There are so many little useful tips in this book. It’s just full of little things that have refined what I’m doing whenever I’m making meals in advance. For example, the realization that I should put scrambled eggs in the fridge when making breakfast burritos and then pull them out to assemble the burritos cold is genius, because the eggs will “sweat” during this process and if you use a cloth or a paper towel to absorb that “sweat,” your actual breakfast burritos won’t be nearly as “wet” when you cook them later, turning them from soggy messes into deliciousness.
While we’re looking at America’s Test Kitchen offerings…
Slow Cooker Revolution Volume 2 and Healthy Slow Cooker Revolution by America’s Test Kitchen
Let’s start with the obvious question: where is “Slow Cooker Revolution Volume 1”? The reason I don’t rely on that one is that most of the recipes in it require a lot of steps, and that’s the very thing I don’t want when making meals with the slow cooker. For me, almost all of the time, the slow cooker is a tool of convenience, so I don’t want complex recipes that require a lot of steps.
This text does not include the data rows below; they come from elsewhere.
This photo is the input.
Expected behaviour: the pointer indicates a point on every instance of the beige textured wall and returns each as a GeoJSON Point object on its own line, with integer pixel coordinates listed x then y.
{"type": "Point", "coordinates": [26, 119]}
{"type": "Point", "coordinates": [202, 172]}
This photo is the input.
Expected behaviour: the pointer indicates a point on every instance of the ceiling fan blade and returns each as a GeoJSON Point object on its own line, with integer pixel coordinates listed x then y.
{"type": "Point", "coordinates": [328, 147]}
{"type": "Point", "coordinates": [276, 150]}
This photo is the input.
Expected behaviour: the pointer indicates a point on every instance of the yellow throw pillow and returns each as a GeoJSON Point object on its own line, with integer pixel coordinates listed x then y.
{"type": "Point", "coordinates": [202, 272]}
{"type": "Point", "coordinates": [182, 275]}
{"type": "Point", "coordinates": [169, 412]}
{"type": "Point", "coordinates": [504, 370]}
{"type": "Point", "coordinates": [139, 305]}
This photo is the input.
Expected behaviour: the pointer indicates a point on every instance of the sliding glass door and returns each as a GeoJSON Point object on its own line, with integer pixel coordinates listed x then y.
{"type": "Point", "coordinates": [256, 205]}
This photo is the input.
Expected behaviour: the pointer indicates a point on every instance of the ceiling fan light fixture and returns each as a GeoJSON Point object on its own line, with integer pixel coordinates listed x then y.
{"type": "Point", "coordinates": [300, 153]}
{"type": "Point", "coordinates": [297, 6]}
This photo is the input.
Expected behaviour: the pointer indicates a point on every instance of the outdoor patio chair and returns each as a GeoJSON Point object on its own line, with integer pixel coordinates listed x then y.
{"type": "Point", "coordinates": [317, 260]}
On the other hand, Slow Cooker Revolution Volume 2 and Healthy Slow Cooker Revolution really nail what I want from a slow cooker reference book. It explains strategies for cooking lots of different types of things in the slow cooker and offers a bunch of simple recipes for actually preparing things.
These two books are my default reference for things to do with the slow cooker, which we use frequently during busy parts of the year.
The Homemade Pantry by Alana Chernila
This is probably the most “off the beaten path” book on this list, but I’ve used my copy so much that I feel like I almost have to include it here. It became a portal for me into a world of fermented foods, homemade condiments, spice mixes, and all kinds of homemade foodstuffs, and it’s still the best one-volume coverage of those topics I’ve found.
If you’re interested in taking your home food preparation to the next level and making a lot of the basic ingredients for meals for yourself – sauces, condiments, spice mixes, and so forth – from very basic ingredients, this is a great starting point and reference. While this can definitely save you a little money and can definitely result in some tastier dishes, this is probably not a great time investment unless you’re really into this as a hobby.
Use the Library!
To close, I want to repeat what I said earlier in the article: use the library for these books! Don’t just go out and buy them! See if your local library has a copy, take it home, go through it, and try some of the recipes and techniques for yourself. See if it clicks for you. If it does, then, and only then, look for a copy of the cookbook, preferably a used one.
That being said, these books are really the core pieces of my cookbook library and the ones I continually turn to. I have quite a few other cookbooks that focus in on narrow topics, like the aforementioned Egg, several books on fermentation, a book about sous vide cooking, and so on, but these are the ones I rely on for a wide variety of low-cost home cooking strategies. I hope you’ll find some of them to be useful, too.